Today, the Nikon D3200 likely comes with some combination of a 18-55mm and 55-200mm kit lens and either feature Vibration Reduction (VR) or are non-VR. Together, both lenses give you great flexibility, but neither make a good walk-around lens. I constantly find myself switching lenses and often wish it came with Nikon's 18-140mm lens instead. Depending on price, it might be worth buying the body and purchasing a lens that better fits your shooting goals. It might also be worth investing in a fast lens as you become used to your D3200 (perhaps a 35mm or 50mm, f/1.8 lens), particularly if you're wanting to shoot more shallow depth of field.
With no built-in AF motor the Nikon D3200 will only autofocus with AF-S lenses.
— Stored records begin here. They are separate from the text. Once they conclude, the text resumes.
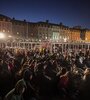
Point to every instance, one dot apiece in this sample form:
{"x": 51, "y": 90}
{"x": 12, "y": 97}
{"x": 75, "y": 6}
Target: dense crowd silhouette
{"x": 41, "y": 75}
Non AF-S lenses still work fine, but require manual focus.
If you shoot handheld (meaning, not with a tripod), you might want to ensure you get a lens with VR (read image stabilization). If you shoot a lot in low-light, VR is a must. Regardless, the glass included with Nikon’s entry-level DSLRs are good enough to get you through many situations. If you find yourself wanting to do more, you’ll likely need to start looking into better optics. Thankfully, nobody makes more lenses than Nikon.
If you’re looking to make the move to a DSLR, the Nikon D3200 is an excellent choice. In my research, I found it to be a better option than most entry-level DSLRs from Canon. The D3200 offers a number of pleasant surprises - many I’m still discovering. I was disappointed to discover that the D3200 does not include bracketed exposures. If you don't know what this means, don't worry about it. If you do, you'll likely find this a befuddling as I do. Still, the camera feels good in your hands, has great image quality, lots of flexibility, and some great features that will last until you’re ready to make the move to a more pro-friendly camera.
Price, image quality, flexibility, plenty of pro features, Nikon’s lens ecosystem.
No built-in AF motor, noise issues at ISO 800/1600.